Diffusion Models as Constrained Samplers for Optimization with Unknown Constraints (2402.18012v3)

Abstract: Addressing real-world optimization problems becomes particularly challenging when analytic objective functions or constraints are unavailable. While numerous studies have addressed the issue of unknown objectives, limited research has focused on scenarios where feasibility constraints are not given explicitly. Overlooking these constraints can lead to spurious solutions that are unrealistic in practice. To deal with such unknown constraints, we propose to perform optimization within the data manifold using diffusion models. To constrain the optimization process to the data manifold, we reformulate the original optimization problem as a sampling problem from the product of the Boltzmann distribution defined by the objective function and the data distribution learned by the diffusion model. Depending on the differentiability of the objective function, we propose two different sampling methods. For differentiable objectives, we propose a two-stage framework that begins with a guided diffusion process for warm-up, followed by a Langevin dynamics stage for further correction. For non-differentiable objectives, we propose an iterative importance sampling strategy using the diffusion model as the proposal distribution. Comprehensive experiments on a synthetic dataset, six real-world black-box optimization datasets, and a multi-objective molecule optimization dataset show that our method achieves better or comparable performance with previous state-of-the-art baselines.

• The paper introduces a novel method that leverages diffusion models as constrained samplers by integrating Boltzmann and data distribution densities.
• The approach uses a structured two-stage framework with guided diffusion warm-up followed by Langevin dynamics to hone in on feasible, optimized solutions.
• Experimental results demonstrate that the method outperforms existing baselines in multi-objective and real-world optimization tasks, including molecular design.

Diffusion Models as Constrained Samplers for Optimization with Unknown Constraints

Recent advancements in optimization, especially within complex real-world scenarios, often confront bounded constraints or scenarios where these constraints are unknown. Existing methods that handle unknown objective functions, categorized broadly under black-box optimization, have insufficiently addressed these challenges where feasibility constraints might not be articulated. When these constraints are disregarded, resulting solutions may lack viability when applied practically.

This paper proposes a novel approach leveraging diffusion models to address optimization problems on the data manifold, especially when faced with unknown constraints. By reframing optimization challenges as sampling problems from a product of probabilistic models, the authors have delineated a methodology that efficiently combines optimization objectives with the data space learned by a diffusion model.

Methodology

The approach is based on sampling from the product of two densities: the Boltzmann distribution, which is formed by the objective function, and the data distribution acquired via a diffusion model. Given that diffusion models have demonstrated a robust ability to learn intricate data distributions, utilizing them allows the practical constraints inherent in the data samples to be modeled effectively within the optimization process.

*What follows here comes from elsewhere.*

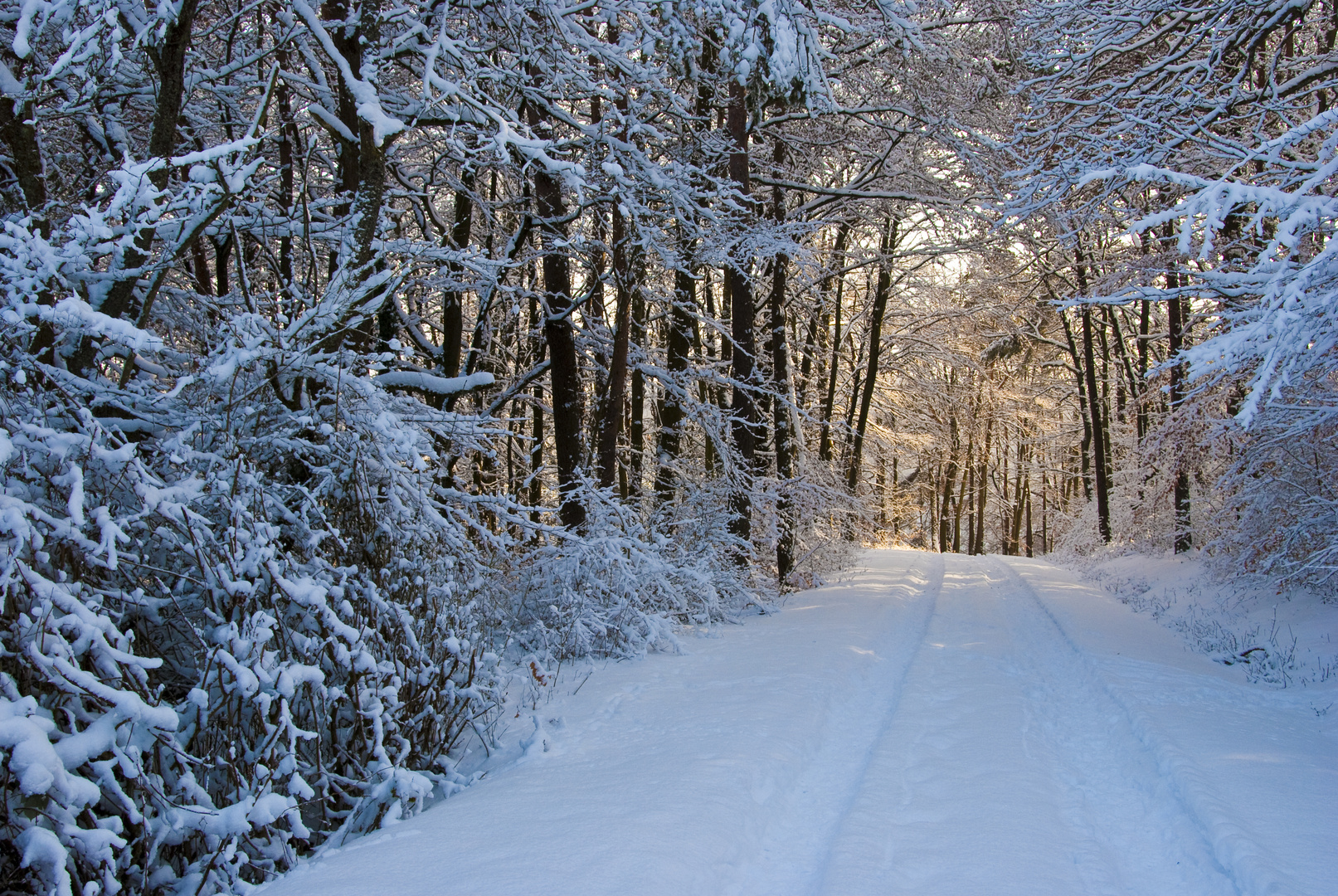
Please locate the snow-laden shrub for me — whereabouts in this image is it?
[0,285,500,894]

To enhance sampling efficiency, the authors proposed a structured two-stage framework. The initial stage involves a guided diffusion process that serves as a warm-up. This stage shifts the distribution focus towards feasible solutions, offering a preferable initial point for the subsequent step. Following this, Langevin dynamics refine solutions, pushing the exploration further and correcting initial samples. This two-stage approach ensures that the resultant samples respect learned constraints and minimize the objective within these bounds.

Experimental Results

Experiments validate the efficacy of this approach using synthetic data, six datasets from real-world black-box optimization scenarios, and a multi-objective optimization task within the field of molecular design. Notably, on tasks such as Superconductor, which involves optimizing material properties, the novel method surpassed existing baseline strategies in performance by significant margins.

The contribution also holds strong numerical results in multi-objective optimization tasks, where the model not only attains high scores in specific objectives but adeptly balances multiple objective constraints, showcasing higher validity rates and competitive optimization results compared to existing methods.

Theoretical Implications

From a theoretical perspective, the approach demonstrates that the guided diffusion stage can effectively limit the optimization to within feasible constraints, as diffusion models are calibrated to understand the underlying data manifolds—proven in image, video, and 3D space modeling. The proposed method further expands on diffusion models' capabilities, manifesting their potential beyond generative tasks and situating them as viable tools for complex constrained optimization problems.

Conclusions and Potential for Future Work

The research showcases a substantial leap in handling optimization under unknown constraints by adeptly employing diffusion models, providing a foundation for future developments in AI that explore real-world, conundrum-filled optimization landscapes. Practical applications range from drug design to material science, highlighting an attractive prospect for industries needing advanced, accurate optimization solutions under incomplete information about constraints.

Looking ahead, optimizing and enhancing manifold learning during the guided diffusion process could offer improvements, as would focusing on ensuring hard constraints directly within diffusion spaces. Additionally, extending this framework to cover derivative-free optimization represents a promising direction for further research.